Motivazioni psicologiche alla base del doping
Le motivazioni che possono spingere un atleta a fare uso di sostanze dopanti sono molteplici e spesso intrecciate tra loro. Tra le più rilevanti possiamo trovare:
- Paura del fallimento e insicurezza personale: molti atleti temono di non
riuscire a raggiungere i risultati desiderati solo con le proprie capacità,
sviluppando un senso di inadeguatezza; - Desiderio di perfezione e superamento dei limiti: la spinta a migliorarsi
costantemente può trasformarsi in una ricerca ossessiva della perfezione
psicofisica, che porta a scelte rischiose; - Pressioni esterne e ambientali: aspettative di allenatori, familiari, sponsor e
compagni, oltre alla percezione che “tutti si dopano”, creano un clima di
giustificazione e normalizzazione del fenomeno; - Bisogno di approvazione e riconoscimento sociale: il successo sportivo è
spesso associato a prestigio e status, elementi fortemente motivanti per
l’atleta; - Scorciatoia per il successo: come ha sottolineato l’ex atleta Alex Schwazer, il
doping può essere visto come una “scorciatoia” per vincere, soprattutto quando
si pensa che il talento naturale non sia sufficiente.
Quindi, ciò che motiva l’atleta non è solo ottenere risultati migliori, ma far fronte a fragilità interiori, come la bassa autostima, la paura del fallimento o l’ansia da prestazione. In un contesto altamente competitivo, dove il valore della persona viene spesso associato al risultato, è facile cadere nella trappola relativa alla ricerca della perfezione, cercando in tutti i modi di raggiungerla. L’errore non è più visto come parte del percorso, ma come una minaccia alla propria identità. In questo scenario, il doping diventa una soluzione per non sentirsi inadeguati, per evitare la delusione altrui e/o per non perdere riconoscimento.
Con queste premesse è molto probabile che si sviluppi anche una dipendenza psicologica, credendo di non essere più in grado di performare senza aiuti esterni.

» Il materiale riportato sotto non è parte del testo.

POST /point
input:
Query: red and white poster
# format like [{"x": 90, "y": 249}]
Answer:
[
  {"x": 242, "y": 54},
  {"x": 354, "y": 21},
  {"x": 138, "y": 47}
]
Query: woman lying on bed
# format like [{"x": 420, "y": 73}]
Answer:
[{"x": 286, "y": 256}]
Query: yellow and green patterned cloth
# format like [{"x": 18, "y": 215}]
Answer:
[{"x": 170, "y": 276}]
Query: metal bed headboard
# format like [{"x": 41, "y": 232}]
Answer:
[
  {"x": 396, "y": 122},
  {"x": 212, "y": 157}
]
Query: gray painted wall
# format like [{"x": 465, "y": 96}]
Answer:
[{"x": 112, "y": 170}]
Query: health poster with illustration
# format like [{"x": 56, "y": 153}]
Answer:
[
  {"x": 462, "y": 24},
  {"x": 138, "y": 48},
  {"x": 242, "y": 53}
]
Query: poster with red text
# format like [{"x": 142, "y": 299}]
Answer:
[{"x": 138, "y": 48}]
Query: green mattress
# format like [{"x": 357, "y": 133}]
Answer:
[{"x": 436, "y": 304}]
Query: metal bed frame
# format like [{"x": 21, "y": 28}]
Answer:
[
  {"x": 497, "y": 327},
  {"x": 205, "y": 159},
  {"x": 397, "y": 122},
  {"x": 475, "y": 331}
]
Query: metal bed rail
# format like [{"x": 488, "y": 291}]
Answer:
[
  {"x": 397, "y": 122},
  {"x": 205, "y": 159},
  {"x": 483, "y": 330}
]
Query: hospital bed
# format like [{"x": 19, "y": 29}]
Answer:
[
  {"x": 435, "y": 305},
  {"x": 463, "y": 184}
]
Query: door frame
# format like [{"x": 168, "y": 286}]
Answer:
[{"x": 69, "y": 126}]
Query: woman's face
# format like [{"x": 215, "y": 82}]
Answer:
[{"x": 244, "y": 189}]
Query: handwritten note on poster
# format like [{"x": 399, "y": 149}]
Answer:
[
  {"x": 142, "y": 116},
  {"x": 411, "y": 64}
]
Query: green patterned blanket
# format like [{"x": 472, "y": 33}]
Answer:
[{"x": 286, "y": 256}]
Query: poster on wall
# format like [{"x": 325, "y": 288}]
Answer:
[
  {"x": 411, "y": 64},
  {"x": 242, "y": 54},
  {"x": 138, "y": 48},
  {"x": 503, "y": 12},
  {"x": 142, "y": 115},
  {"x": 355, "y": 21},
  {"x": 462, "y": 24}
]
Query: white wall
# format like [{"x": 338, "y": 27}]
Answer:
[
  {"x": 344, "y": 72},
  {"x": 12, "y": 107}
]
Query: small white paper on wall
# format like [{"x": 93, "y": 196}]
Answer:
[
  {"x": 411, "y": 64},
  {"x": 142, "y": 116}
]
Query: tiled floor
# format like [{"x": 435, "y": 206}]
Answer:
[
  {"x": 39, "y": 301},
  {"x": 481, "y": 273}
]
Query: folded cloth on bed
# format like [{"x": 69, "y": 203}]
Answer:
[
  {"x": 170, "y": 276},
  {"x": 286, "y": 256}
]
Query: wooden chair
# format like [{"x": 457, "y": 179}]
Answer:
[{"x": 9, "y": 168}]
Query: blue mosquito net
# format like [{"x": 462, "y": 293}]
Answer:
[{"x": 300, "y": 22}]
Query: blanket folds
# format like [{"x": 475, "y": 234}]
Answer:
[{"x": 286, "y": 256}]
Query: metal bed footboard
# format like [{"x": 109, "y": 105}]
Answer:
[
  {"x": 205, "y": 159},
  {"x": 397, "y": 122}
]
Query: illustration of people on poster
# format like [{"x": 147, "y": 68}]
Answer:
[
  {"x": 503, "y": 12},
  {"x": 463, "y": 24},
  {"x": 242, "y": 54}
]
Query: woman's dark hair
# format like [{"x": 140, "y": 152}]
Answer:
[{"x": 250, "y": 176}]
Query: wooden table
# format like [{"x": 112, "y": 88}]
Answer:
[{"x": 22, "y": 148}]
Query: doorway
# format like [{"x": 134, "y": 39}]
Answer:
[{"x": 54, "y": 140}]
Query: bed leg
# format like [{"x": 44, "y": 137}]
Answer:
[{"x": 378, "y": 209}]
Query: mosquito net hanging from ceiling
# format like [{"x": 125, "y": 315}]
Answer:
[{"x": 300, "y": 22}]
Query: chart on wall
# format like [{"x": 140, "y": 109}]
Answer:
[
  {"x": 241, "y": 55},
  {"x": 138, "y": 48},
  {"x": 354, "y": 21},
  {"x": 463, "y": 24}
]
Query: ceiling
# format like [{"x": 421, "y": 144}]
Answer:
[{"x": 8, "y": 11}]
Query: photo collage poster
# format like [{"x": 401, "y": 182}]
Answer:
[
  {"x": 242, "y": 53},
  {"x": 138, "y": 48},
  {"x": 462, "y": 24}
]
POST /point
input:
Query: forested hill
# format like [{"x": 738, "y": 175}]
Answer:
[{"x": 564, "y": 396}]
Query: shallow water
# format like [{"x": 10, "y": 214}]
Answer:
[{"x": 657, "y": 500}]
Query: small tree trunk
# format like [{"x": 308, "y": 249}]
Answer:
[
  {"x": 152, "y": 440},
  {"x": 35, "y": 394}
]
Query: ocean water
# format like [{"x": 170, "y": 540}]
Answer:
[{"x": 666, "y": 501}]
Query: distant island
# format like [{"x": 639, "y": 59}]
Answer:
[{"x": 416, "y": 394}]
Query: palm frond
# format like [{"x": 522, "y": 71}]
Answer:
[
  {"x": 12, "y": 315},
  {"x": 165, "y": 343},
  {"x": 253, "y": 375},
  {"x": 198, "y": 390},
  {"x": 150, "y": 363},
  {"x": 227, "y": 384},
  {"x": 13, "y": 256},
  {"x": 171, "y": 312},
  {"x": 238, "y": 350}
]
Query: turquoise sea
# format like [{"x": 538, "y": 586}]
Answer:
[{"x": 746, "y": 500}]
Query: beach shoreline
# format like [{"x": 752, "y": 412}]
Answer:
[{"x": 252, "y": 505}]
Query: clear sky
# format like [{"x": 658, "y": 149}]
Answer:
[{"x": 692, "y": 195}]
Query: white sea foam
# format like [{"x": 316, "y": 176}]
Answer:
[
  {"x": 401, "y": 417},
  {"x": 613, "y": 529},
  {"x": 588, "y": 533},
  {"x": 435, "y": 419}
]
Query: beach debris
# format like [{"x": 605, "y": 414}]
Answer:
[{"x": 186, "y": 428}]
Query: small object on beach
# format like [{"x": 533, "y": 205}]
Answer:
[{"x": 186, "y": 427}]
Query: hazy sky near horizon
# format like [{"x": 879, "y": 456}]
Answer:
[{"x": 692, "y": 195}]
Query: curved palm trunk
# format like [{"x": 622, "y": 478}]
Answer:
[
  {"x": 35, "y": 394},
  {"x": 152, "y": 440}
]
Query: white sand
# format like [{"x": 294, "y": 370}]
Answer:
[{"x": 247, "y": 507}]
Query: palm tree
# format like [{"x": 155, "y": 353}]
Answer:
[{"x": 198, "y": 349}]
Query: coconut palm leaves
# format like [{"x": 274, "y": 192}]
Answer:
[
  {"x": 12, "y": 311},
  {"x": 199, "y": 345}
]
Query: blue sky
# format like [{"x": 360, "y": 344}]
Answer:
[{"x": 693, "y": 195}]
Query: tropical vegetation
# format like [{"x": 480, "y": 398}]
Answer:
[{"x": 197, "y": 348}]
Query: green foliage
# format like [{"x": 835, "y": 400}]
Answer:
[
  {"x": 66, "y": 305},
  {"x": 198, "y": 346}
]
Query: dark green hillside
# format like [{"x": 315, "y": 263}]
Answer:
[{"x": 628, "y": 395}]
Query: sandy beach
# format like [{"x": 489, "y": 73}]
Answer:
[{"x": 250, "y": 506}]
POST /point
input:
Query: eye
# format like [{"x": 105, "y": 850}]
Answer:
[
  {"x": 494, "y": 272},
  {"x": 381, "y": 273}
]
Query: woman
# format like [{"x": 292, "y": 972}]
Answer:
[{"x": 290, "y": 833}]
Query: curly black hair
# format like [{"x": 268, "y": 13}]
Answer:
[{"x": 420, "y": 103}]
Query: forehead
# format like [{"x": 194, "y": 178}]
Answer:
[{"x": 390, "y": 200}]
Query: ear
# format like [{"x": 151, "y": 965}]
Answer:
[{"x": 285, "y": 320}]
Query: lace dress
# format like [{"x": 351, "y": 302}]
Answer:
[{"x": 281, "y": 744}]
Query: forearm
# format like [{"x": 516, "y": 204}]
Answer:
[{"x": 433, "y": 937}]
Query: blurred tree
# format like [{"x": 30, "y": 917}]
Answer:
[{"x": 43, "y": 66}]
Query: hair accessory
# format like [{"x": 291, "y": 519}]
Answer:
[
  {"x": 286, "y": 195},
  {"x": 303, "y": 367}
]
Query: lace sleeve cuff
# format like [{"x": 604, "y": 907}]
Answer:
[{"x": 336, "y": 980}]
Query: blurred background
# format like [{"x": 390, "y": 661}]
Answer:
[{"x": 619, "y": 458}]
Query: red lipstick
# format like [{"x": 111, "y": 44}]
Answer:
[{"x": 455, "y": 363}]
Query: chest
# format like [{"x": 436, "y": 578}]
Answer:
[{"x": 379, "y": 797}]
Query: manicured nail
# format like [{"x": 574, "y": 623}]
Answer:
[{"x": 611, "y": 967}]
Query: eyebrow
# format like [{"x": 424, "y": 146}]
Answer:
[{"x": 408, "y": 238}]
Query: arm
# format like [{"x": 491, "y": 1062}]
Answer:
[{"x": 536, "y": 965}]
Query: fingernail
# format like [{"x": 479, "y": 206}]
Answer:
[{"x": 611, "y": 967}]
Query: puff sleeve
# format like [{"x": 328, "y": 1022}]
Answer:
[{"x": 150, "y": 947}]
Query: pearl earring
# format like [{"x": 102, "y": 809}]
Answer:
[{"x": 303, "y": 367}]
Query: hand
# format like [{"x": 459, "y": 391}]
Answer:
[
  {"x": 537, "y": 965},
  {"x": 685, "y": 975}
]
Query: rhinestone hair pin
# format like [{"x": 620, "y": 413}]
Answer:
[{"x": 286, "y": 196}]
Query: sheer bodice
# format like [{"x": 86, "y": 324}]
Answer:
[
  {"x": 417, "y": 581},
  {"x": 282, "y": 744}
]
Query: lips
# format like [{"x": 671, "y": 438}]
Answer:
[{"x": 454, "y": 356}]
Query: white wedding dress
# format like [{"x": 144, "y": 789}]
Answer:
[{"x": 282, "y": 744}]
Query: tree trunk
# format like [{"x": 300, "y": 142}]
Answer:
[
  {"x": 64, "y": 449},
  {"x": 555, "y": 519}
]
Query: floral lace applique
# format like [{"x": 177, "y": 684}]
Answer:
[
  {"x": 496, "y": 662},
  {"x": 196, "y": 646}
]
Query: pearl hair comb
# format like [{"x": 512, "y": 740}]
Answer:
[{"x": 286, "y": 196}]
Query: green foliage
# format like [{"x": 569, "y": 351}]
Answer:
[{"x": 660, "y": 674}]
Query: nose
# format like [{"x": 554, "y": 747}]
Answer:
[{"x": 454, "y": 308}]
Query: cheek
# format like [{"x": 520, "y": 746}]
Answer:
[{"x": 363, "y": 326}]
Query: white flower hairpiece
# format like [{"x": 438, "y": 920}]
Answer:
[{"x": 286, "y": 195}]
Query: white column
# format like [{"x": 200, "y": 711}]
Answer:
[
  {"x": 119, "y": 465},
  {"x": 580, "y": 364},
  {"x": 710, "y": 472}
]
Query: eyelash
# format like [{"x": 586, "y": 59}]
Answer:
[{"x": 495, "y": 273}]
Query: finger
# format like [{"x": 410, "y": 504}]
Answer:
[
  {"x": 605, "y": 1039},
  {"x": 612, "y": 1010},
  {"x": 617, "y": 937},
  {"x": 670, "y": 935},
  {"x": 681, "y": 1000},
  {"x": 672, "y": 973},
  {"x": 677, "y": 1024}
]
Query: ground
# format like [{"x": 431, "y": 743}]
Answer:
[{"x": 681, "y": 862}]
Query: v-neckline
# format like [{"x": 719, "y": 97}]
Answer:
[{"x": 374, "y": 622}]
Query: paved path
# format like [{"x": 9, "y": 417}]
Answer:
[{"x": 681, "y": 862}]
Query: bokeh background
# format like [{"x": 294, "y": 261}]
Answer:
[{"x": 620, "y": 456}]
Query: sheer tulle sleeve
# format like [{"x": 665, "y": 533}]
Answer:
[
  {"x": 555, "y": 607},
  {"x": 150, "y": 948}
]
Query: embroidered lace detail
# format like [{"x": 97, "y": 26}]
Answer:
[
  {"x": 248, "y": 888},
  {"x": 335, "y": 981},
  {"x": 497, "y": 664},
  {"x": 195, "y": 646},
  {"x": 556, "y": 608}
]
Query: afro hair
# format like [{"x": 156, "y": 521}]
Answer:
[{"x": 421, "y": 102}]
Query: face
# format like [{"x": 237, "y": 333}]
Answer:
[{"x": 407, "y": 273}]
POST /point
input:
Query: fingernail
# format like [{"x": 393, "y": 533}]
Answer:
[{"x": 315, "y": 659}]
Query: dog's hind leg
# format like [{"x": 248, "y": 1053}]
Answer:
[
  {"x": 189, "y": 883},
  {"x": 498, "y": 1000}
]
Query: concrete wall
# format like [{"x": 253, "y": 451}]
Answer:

Ciò crea un circolo vizioso: più cresce il bisogno di conferme, più aumenta la percezione di non valere abbastanza senza “aiuti”. A lungo termine, questo deteriora la salute mentale e la motivazione intrinseca, portando a crisi personali e identitarie.
Le conseguenze sulla salute
Molti atleti che durante la carriera hanno fatto uso di sostanze dopanti adesso presentano condizioni mediche abbastanza critiche. Tra le problematiche correlate al doping ci sono squilibri ormonali, disturbi psichiatrici e neurologici, compromissione del sistema immunitario, dipendenza e astinenza, invecchiamento precoce e deterioramento generale.
Spesso ci si trova in ambienti sportivi malsani dove conta solo vincere, a qualunque costo. Questo rappresenta un grande fattore di rischio che può portare a pressioni eccessive, ricerca ossessiva della perfezione e desiderio di usare qualsiasi mezzo a disposizione pur di raggiungere la vetta.
Alla luce di ciò, è essenziale promuovere una cultura sportiva basata sul benessere, sull’equilibrio tra corpo e mente, sulla consapevolezza dei propri limiti e sulla valorizzazione non solo del risultato, ma anche e soprattutto del percorso. La lotta al doping non può quindi limitarsi ai controlli medici: deve includere educazione psicologica, supporto emotivo e la costruzione di una mentalità sportiva sana, che riconosca il valore della persona prima di quello dell’atleta.